IMO the thing is that people don’t care about their privacy. Sure, some people around here do, but your average person owns an Alexa, has a FB/Instagram account and constantly posts their location, uses the same password on many sites, uses TikTok, doesn’t block cookies, etc etc etc.
Most people don’t actually care. Some claim they do, but then can’t even be bothered to stop using Instagram etc because of the “inconvenience”… So do they really care?
Some companies (Apple, etc) push their products under a narrative around safety and security, and people will repeat that point as a way to justify a decision they already made, but if they actually cared, they would be doing other things too. But they don’t.
The number of us who do actually care about privacy and security is actually very small.
The best time to switch to Firefox was 5 years ago. The second best is today.
Oops, I switched 15 years ago,
Sorry, that’s 3rd best at most, according to the data above. Sorry, I don’t make the rules!
10 to 15 years ago, myself. Don’t remember exactly.
Funnily enough - this article is 3 years old
Does it have native dark pages. Why I use brave. Would use Firefox but it’s glaring white
I use Firefox since it’s release. It was never bad. I don’t get all the Chrome users.
It has a pretty severe memory leak issue during the period where Chrome siphoned off most of its users.
Most people aren’t concerned about privacy outside of places like here and Reddit.
Hmmm, on the bright side, with lemmy going mainstream maybe some of this culture (including privacy and FOSS) becomes more and more openly discussed.
As much as I love Lemmy I don’t see it going mainstream :/
It’s too weird for the general userYeah I agree. Arguably reddit isn’t even mainstream, and it is exponentially larger than Lemmy now and will remain so for the foreseeable future.
I’m really loving Lemmy, but it is not even remotely a factor if we are having a conversation about things that are mainstream enough to reflect popular opinion.
With Chrome killing ad blocking, they’ll quickly care
what are some necessary addons besides ublock?
Dark reader - for dark mode everywhere
Decentreyes - for avoiding CDNs that track you
Sponsorblock - to skip sponsored parts on youtube
Enhancer for youtube - for a nicer overall experience, specific quality setting by default, scroll wheel volume, and more
The whole Reddit debacle has really made me rethink all my services. I recently installed duck duck go and still getting used to it, so not quite sure if I’m ready to make another drastic change.

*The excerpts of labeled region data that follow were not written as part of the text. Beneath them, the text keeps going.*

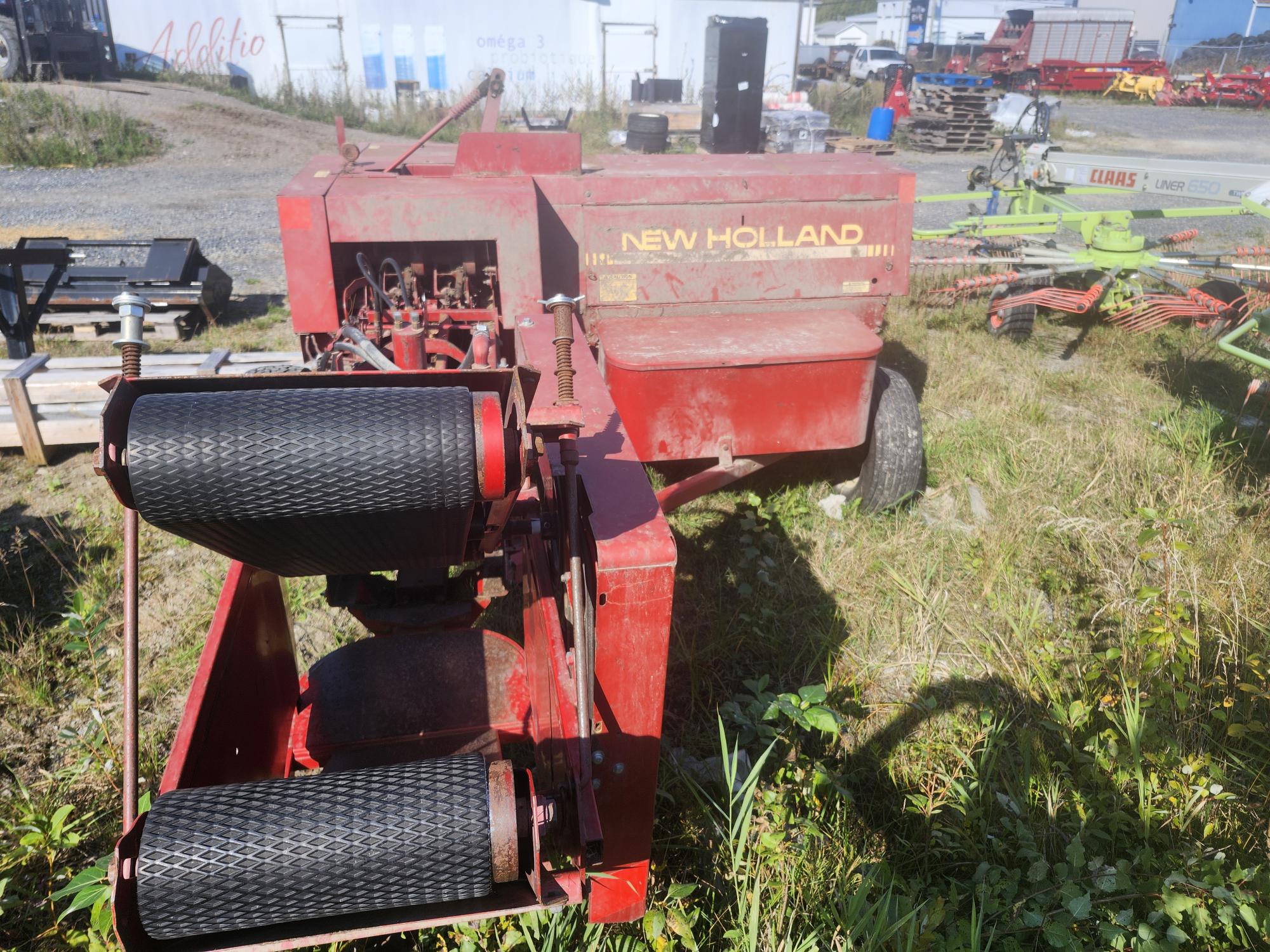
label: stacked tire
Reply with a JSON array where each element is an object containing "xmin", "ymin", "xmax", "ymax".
[{"xmin": 626, "ymin": 113, "xmax": 671, "ymax": 152}]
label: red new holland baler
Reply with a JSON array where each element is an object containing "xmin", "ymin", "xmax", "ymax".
[{"xmin": 98, "ymin": 71, "xmax": 921, "ymax": 952}]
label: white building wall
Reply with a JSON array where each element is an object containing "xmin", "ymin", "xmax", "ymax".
[
  {"xmin": 110, "ymin": 0, "xmax": 812, "ymax": 105},
  {"xmin": 878, "ymin": 0, "xmax": 1077, "ymax": 52}
]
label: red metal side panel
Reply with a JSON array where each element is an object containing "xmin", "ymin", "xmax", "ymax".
[
  {"xmin": 159, "ymin": 562, "xmax": 300, "ymax": 793},
  {"xmin": 278, "ymin": 155, "xmax": 343, "ymax": 334},
  {"xmin": 599, "ymin": 311, "xmax": 881, "ymax": 462},
  {"xmin": 521, "ymin": 316, "xmax": 674, "ymax": 922},
  {"xmin": 582, "ymin": 199, "xmax": 909, "ymax": 307}
]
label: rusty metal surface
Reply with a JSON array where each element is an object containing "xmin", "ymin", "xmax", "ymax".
[
  {"xmin": 123, "ymin": 509, "xmax": 138, "ymax": 830},
  {"xmin": 159, "ymin": 562, "xmax": 300, "ymax": 793},
  {"xmin": 519, "ymin": 321, "xmax": 676, "ymax": 922},
  {"xmin": 489, "ymin": 760, "xmax": 528, "ymax": 882},
  {"xmin": 599, "ymin": 311, "xmax": 881, "ymax": 461}
]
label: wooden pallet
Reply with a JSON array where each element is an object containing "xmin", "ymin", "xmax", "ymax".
[
  {"xmin": 824, "ymin": 136, "xmax": 895, "ymax": 155},
  {"xmin": 913, "ymin": 83, "xmax": 1001, "ymax": 100},
  {"xmin": 904, "ymin": 116, "xmax": 996, "ymax": 133},
  {"xmin": 908, "ymin": 140, "xmax": 992, "ymax": 152},
  {"xmin": 39, "ymin": 311, "xmax": 206, "ymax": 340},
  {"xmin": 0, "ymin": 349, "xmax": 302, "ymax": 466}
]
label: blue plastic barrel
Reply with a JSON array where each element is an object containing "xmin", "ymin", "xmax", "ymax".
[{"xmin": 865, "ymin": 105, "xmax": 895, "ymax": 142}]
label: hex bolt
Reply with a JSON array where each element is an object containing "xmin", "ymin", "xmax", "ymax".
[{"xmin": 110, "ymin": 291, "xmax": 150, "ymax": 377}]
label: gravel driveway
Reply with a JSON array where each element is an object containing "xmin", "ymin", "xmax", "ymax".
[
  {"xmin": 0, "ymin": 81, "xmax": 408, "ymax": 296},
  {"xmin": 0, "ymin": 81, "xmax": 1270, "ymax": 294}
]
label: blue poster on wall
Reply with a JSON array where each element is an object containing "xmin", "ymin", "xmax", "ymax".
[
  {"xmin": 392, "ymin": 23, "xmax": 419, "ymax": 81},
  {"xmin": 423, "ymin": 24, "xmax": 448, "ymax": 89},
  {"xmin": 908, "ymin": 0, "xmax": 931, "ymax": 46},
  {"xmin": 362, "ymin": 23, "xmax": 389, "ymax": 89}
]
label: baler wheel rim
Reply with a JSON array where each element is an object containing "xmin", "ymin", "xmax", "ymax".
[{"xmin": 845, "ymin": 367, "xmax": 925, "ymax": 513}]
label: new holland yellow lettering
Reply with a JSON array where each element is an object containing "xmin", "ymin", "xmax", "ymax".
[{"xmin": 662, "ymin": 228, "xmax": 697, "ymax": 251}]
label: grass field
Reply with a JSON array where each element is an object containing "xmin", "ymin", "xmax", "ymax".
[
  {"xmin": 0, "ymin": 83, "xmax": 163, "ymax": 169},
  {"xmin": 0, "ymin": 278, "xmax": 1270, "ymax": 952}
]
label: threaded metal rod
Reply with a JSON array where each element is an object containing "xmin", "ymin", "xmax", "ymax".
[
  {"xmin": 551, "ymin": 301, "xmax": 573, "ymax": 404},
  {"xmin": 119, "ymin": 344, "xmax": 141, "ymax": 377}
]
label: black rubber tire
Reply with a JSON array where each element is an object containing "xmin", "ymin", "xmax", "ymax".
[
  {"xmin": 137, "ymin": 757, "xmax": 493, "ymax": 939},
  {"xmin": 843, "ymin": 367, "xmax": 923, "ymax": 513},
  {"xmin": 1199, "ymin": 281, "xmax": 1248, "ymax": 338},
  {"xmin": 984, "ymin": 287, "xmax": 1036, "ymax": 343},
  {"xmin": 626, "ymin": 113, "xmax": 671, "ymax": 138},
  {"xmin": 0, "ymin": 17, "xmax": 22, "ymax": 80},
  {"xmin": 626, "ymin": 132, "xmax": 668, "ymax": 152}
]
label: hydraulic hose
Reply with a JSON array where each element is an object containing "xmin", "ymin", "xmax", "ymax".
[
  {"xmin": 339, "ymin": 324, "xmax": 401, "ymax": 371},
  {"xmin": 357, "ymin": 251, "xmax": 405, "ymax": 311}
]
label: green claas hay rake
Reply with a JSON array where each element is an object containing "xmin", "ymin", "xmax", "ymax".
[{"xmin": 913, "ymin": 137, "xmax": 1270, "ymax": 340}]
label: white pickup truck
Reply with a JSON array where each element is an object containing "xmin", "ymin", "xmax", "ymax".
[{"xmin": 850, "ymin": 46, "xmax": 904, "ymax": 83}]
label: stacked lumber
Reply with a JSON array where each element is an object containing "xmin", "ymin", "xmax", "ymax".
[
  {"xmin": 824, "ymin": 136, "xmax": 895, "ymax": 155},
  {"xmin": 0, "ymin": 349, "xmax": 302, "ymax": 463},
  {"xmin": 39, "ymin": 310, "xmax": 206, "ymax": 340},
  {"xmin": 904, "ymin": 74, "xmax": 998, "ymax": 152}
]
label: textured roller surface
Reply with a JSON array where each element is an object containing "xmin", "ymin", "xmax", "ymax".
[
  {"xmin": 137, "ymin": 754, "xmax": 493, "ymax": 939},
  {"xmin": 127, "ymin": 387, "xmax": 476, "ymax": 575}
]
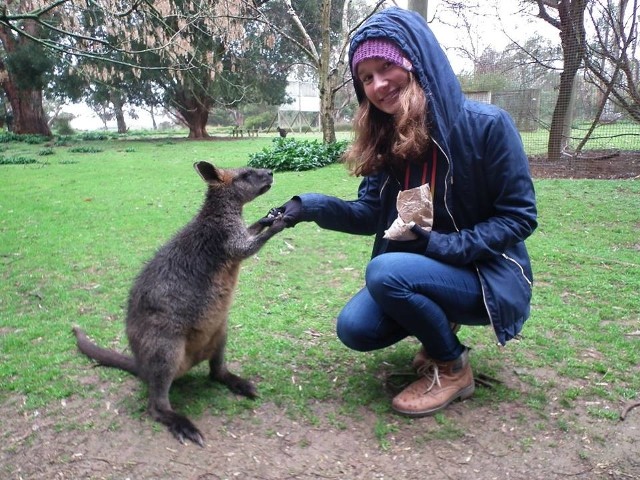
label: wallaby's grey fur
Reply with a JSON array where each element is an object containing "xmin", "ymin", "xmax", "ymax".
[{"xmin": 73, "ymin": 162, "xmax": 285, "ymax": 446}]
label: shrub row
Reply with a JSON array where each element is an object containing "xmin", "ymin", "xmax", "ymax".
[{"xmin": 248, "ymin": 138, "xmax": 347, "ymax": 172}]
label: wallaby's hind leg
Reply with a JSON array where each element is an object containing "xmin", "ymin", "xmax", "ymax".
[
  {"xmin": 209, "ymin": 335, "xmax": 258, "ymax": 399},
  {"xmin": 149, "ymin": 382, "xmax": 204, "ymax": 447},
  {"xmin": 145, "ymin": 342, "xmax": 204, "ymax": 447}
]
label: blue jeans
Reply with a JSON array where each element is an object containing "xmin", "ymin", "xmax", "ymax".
[{"xmin": 337, "ymin": 252, "xmax": 490, "ymax": 361}]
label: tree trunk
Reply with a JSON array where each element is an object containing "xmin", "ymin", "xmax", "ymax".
[
  {"xmin": 180, "ymin": 107, "xmax": 209, "ymax": 138},
  {"xmin": 2, "ymin": 74, "xmax": 51, "ymax": 137},
  {"xmin": 547, "ymin": 0, "xmax": 587, "ymax": 161},
  {"xmin": 318, "ymin": 0, "xmax": 337, "ymax": 143},
  {"xmin": 111, "ymin": 94, "xmax": 127, "ymax": 133},
  {"xmin": 175, "ymin": 92, "xmax": 209, "ymax": 139}
]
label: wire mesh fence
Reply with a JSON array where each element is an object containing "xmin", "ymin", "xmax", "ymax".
[{"xmin": 420, "ymin": 0, "xmax": 640, "ymax": 176}]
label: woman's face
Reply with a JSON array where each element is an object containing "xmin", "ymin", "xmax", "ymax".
[{"xmin": 357, "ymin": 58, "xmax": 409, "ymax": 115}]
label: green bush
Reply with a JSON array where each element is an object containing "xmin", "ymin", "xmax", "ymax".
[
  {"xmin": 248, "ymin": 138, "xmax": 347, "ymax": 172},
  {"xmin": 0, "ymin": 132, "xmax": 49, "ymax": 145},
  {"xmin": 38, "ymin": 147, "xmax": 55, "ymax": 156},
  {"xmin": 0, "ymin": 155, "xmax": 38, "ymax": 165}
]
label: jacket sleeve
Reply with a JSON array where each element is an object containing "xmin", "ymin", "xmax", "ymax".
[
  {"xmin": 299, "ymin": 175, "xmax": 380, "ymax": 235},
  {"xmin": 425, "ymin": 111, "xmax": 537, "ymax": 265}
]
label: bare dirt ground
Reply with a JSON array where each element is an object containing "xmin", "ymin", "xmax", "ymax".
[{"xmin": 0, "ymin": 154, "xmax": 640, "ymax": 480}]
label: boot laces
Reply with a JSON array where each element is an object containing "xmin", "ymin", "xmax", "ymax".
[{"xmin": 417, "ymin": 359, "xmax": 442, "ymax": 393}]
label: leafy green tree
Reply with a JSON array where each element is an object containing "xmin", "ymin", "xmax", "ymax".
[{"xmin": 0, "ymin": 0, "xmax": 55, "ymax": 136}]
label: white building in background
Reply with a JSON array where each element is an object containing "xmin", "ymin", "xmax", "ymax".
[{"xmin": 278, "ymin": 80, "xmax": 320, "ymax": 132}]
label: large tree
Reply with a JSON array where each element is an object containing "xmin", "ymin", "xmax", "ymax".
[
  {"xmin": 0, "ymin": 0, "xmax": 55, "ymax": 136},
  {"xmin": 251, "ymin": 0, "xmax": 384, "ymax": 143},
  {"xmin": 0, "ymin": 0, "xmax": 286, "ymax": 138},
  {"xmin": 536, "ymin": 0, "xmax": 588, "ymax": 161}
]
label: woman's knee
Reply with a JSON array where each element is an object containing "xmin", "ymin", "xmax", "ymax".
[
  {"xmin": 336, "ymin": 312, "xmax": 368, "ymax": 352},
  {"xmin": 364, "ymin": 253, "xmax": 393, "ymax": 298}
]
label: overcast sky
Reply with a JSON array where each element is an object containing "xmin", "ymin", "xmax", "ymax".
[{"xmin": 396, "ymin": 0, "xmax": 560, "ymax": 73}]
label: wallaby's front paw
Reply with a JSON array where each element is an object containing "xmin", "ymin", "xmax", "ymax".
[{"xmin": 269, "ymin": 215, "xmax": 287, "ymax": 233}]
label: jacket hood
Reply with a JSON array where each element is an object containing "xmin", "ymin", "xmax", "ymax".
[{"xmin": 349, "ymin": 7, "xmax": 464, "ymax": 154}]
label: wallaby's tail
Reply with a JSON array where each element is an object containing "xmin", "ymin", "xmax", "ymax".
[{"xmin": 73, "ymin": 327, "xmax": 138, "ymax": 376}]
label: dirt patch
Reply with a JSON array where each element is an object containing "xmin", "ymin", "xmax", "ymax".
[{"xmin": 0, "ymin": 154, "xmax": 640, "ymax": 480}]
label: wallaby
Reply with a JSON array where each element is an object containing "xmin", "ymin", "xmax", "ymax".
[{"xmin": 73, "ymin": 162, "xmax": 285, "ymax": 446}]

I used to love Firefox in 2006 or so, but got Chrome when it was released and forgot about Firefox. I think I’ll open a tab in my chrome browser for the Firefox page now…this is how I remind myself to delve deeper into stuff later. Thanks for the inspiration, everyone. Google has irked me ever since removing the Don’t Be Evil mantra.
Firefox has a super simple way to import everything from your Chrome install. And from what I can tell it has every feature plus more. Was very easy for me to switch. I was actually inspired to try it as my daily driver since Chrome hogs an uncomfortable amount of RAM on my laptop
I have too use Edge at work. Is Edge also implementing this shit?
At work I guess you only do work related stuff, so at the end of the day it’s only work-related data that the browser has access to. Why would it matter to you?
99.9% of my the personal browsing I do is in firefox both on phone and desktop, but on work laptop I use Edge because 1. the work web-apps seem to favour chromium based browsers and 2. it’s not my data so I don’t really care about the privacy of my company’s data, they have a data privacy officer to worry about that.
Firefox + Ublock Origin blows Google Chrome out of water.
In adittion to this make sure to disable the telemetry that’s on by default. If you want even better protection from fingerprinting etc, use arkenfox/librewolf (librewolf being preconfigured fork of firefox)
I’d also recommend disabling Normandy in Firefox.